White Is a Color and Other Unpopular Truths

White Is a Color and Other Unpopular Truths
(AP Photo/HO, Disney, File)

Although presently employed, I’m looking for something different. Thus, the other day I was in a job interview. It was going as most job interviews go, with me politely telling about the time I transformed the world, saved the day, completed a customer’s meaning and purpose in life, etc. Your average everyday workplace stuff. I’ve done enough interviews to know the drill.

But then, out came a line I’d yet to hear in this situation. The interviewer gave me an über-serious look as she solemnly intoned, “In this company, we’ve spent the past two years fully embracing diversity and inclusion. Do you have any problem working and interacting with people from different backgrounds? And can you treat them with respect?”

There were a few possible answers that flashed through my mind. Were I not serious about wanting the job, there was the “Aw, hell no — I’m the redneck’s redneck” tack. I could have gone the offended route: “Are you asking me this because I’m a white male over sixty? STEREOTYPING!!!” But, as noted, I want the job. So, I chose a different route.

“I have no problem whatsoever with diversity and inclusion … as long as it includes me.”

Silence reigned supreme as I went on, only slightly jokingly, that as a white male over 60, I should have my own unique culture recognized.

We were the ones who grew up with images from the Vietnam War on our TV screens. As I wrote about last year, this was deeply personal as my oldest brother did two tours of duty there. We were the ones who saw nothing abnormal about hippies or the Summer of Love or The Beatles or Woodstock or any of the other 1960s upheavals as we had no knowledge of the post-World War Two normalcy against which to compare current events. We started growing up in the 1960s and finished in the 1970s with Watergate and disco, polyester and promiscuity. It was a time.

From the beginning, adults taught tolerance. Whether from being subjected to hearing “It’s a Small World” 973 times, first at the 1964 World’s Fair and later, at Disneyland, or at home and school where we immersed ourselves in accepting others as they are, we learned racism was illogical and unacceptable. Instead, we embraced the wisdom of Martin Luther King Jr.’s words about the content of a man’s character being the only sufficient data upon which to pass judgment. We learned about America, the great melting pot, where once-despised and viciously discriminated against immigrant groups — the Irish, the Italians, and so on — came, in time, to be embraced and folded into American culture’s rich stew.

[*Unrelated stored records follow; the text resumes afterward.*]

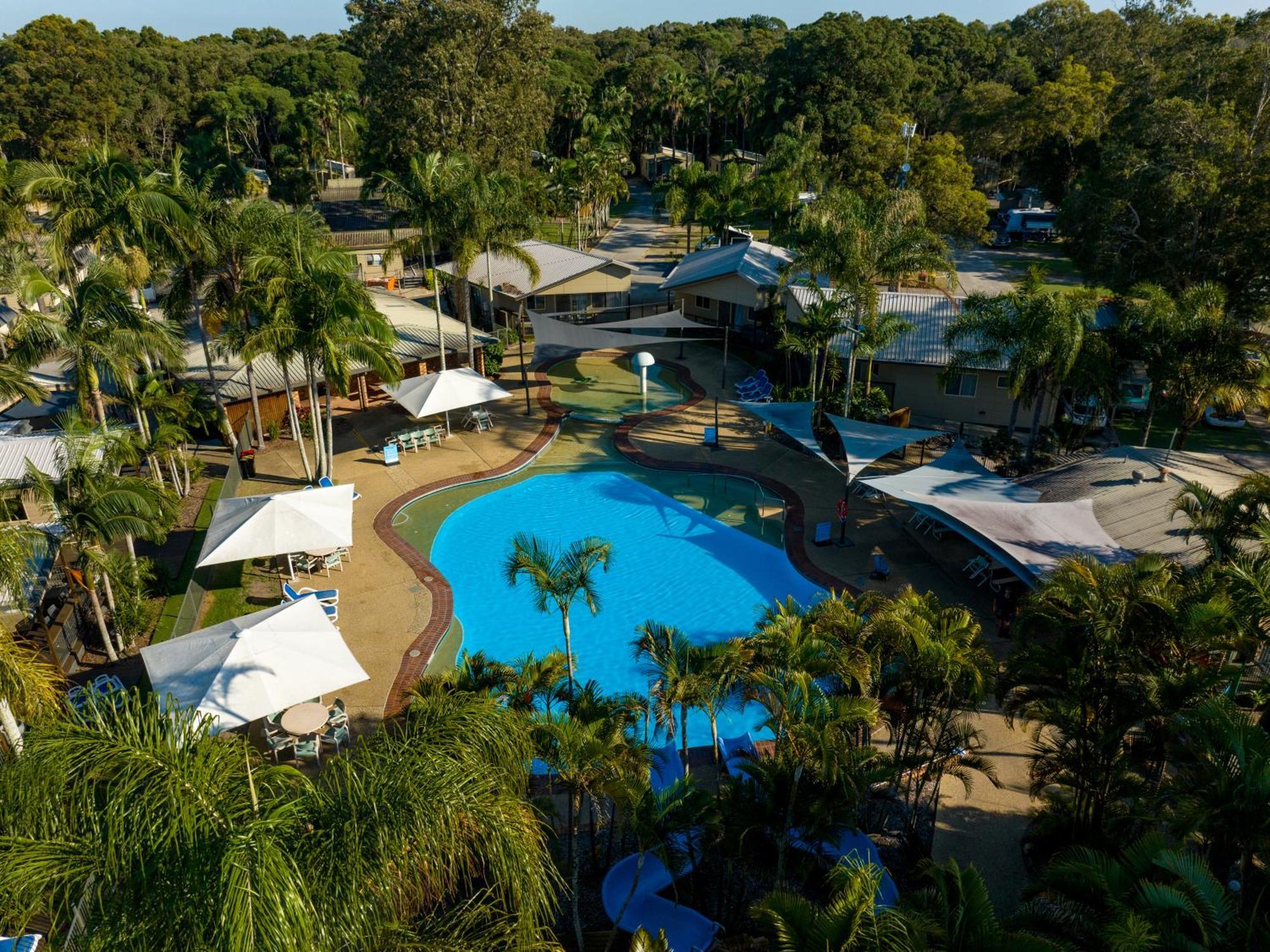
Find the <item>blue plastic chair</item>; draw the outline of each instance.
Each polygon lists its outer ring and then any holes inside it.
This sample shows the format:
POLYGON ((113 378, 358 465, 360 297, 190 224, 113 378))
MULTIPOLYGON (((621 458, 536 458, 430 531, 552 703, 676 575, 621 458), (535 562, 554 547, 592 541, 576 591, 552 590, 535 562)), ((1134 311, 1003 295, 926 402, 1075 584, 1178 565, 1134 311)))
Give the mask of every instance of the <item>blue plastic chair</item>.
POLYGON ((298 602, 305 595, 312 595, 323 604, 339 604, 339 589, 293 589, 291 583, 284 581, 282 583, 282 594, 287 597, 288 602, 298 602))

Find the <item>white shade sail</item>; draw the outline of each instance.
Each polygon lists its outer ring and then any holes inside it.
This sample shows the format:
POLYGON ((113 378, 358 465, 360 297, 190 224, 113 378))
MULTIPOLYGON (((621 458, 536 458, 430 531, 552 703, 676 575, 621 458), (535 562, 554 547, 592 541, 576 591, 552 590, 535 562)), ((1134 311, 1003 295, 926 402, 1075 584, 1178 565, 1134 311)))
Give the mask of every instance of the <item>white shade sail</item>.
POLYGON ((436 416, 448 410, 461 410, 512 396, 470 367, 410 377, 396 386, 381 385, 380 388, 401 404, 411 416, 436 416))
POLYGON ((988 471, 960 440, 944 456, 926 466, 894 476, 866 476, 864 484, 906 503, 940 505, 947 499, 973 499, 980 503, 1035 503, 1040 493, 1017 486, 988 471))
POLYGON ((884 426, 880 423, 851 420, 846 416, 826 414, 833 429, 842 438, 842 449, 847 456, 847 475, 855 479, 860 471, 874 461, 886 456, 893 449, 907 447, 931 437, 942 437, 939 430, 918 430, 911 426, 884 426))
POLYGON ((141 649, 156 694, 239 727, 370 675, 326 619, 301 598, 141 649))
POLYGON ((785 435, 810 451, 814 456, 827 462, 834 470, 838 468, 837 465, 829 458, 828 453, 820 449, 820 443, 815 438, 815 433, 812 429, 812 413, 815 410, 815 404, 813 401, 805 400, 798 404, 738 402, 737 406, 742 410, 748 410, 759 420, 772 424, 785 433, 785 435))
POLYGON ((1052 571, 1060 559, 1069 556, 1092 556, 1102 562, 1133 557, 1099 523, 1092 499, 1022 504, 946 499, 937 509, 952 519, 949 526, 959 534, 1034 578, 1052 571))
POLYGON ((222 499, 198 565, 353 545, 353 484, 222 499))

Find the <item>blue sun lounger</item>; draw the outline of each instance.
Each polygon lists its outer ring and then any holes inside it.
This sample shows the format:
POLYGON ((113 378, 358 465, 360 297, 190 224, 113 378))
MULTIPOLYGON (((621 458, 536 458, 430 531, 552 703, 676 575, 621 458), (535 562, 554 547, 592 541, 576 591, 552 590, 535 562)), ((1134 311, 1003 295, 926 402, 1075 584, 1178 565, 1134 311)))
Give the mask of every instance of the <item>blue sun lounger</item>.
POLYGON ((664 748, 653 751, 652 776, 649 786, 660 793, 676 781, 683 779, 683 762, 672 740, 664 748))
POLYGON ((720 737, 719 754, 723 757, 724 767, 733 777, 745 773, 745 760, 754 755, 754 739, 749 731, 739 737, 720 737))

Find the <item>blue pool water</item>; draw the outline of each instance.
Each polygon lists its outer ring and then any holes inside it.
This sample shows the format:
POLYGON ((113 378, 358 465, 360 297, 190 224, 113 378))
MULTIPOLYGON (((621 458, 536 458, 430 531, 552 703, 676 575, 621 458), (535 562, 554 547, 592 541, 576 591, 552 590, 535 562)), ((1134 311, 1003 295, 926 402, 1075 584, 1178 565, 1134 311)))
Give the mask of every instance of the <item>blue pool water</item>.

There was no separating out; no self-isolation. Instead, there was opportunity for all under freedom’s mighty wings. If unpopular beliefs define a minority, still believing these things makes me part of a minority. So, where’s my flag and month’s worth of media self-worshipping lauding?

We live in a splintered world, an Ecclesiastes-embodying mire, in which there is no Ted Williams and nothing splendid about its splintering. These past few years, the torrent of societal segmentary silliness preaches inclusion, but it doesn’t adhere to its own teachings. It sees color, but fails to acknowledge white is a color. It sees gender, but fails to recognize male is a gender. It sees sexuality, but fails to admit straight is a sexuality — other than its occasional hissing about those evil cis-gendered people who stubbornly insist on making all the babies. There is an incessant hue and cry about marginalized minorities. Yet, time and again, the group most marginalized via belittlement consists of people quite comfortable with their own skin color, and Mom and Dad’s provided plumbing assignment at conception.

Diversity? Sure, why not. You do you. But don’t hassle me about me being, well, me. Don’t stereotype me. Don’t blame me for all your failings. Inclusion? Again, why not. Assuming you have something to bring, bring your best to the table, and let’s make good things happen together. But don’t waste my time and insult my intelligence by insisting that difference alone is worth anything, and don’t cry -ist as a deflection for your shortcomings.

I should find out next week if I get the job. If I don’t, I’ll grumble about it for a half-hour or so, and then get back to work looking for a different place to work. If hired, I’ll do my best. In either case, I’ll continue to be me, reflective of my culture and always seeking to improve myself. True diversity means diversifying yourself from thinking you’re perfect just as you are. True inclusion means including pursuing improvement including increasing knowledge. For example, white is a color. No, really.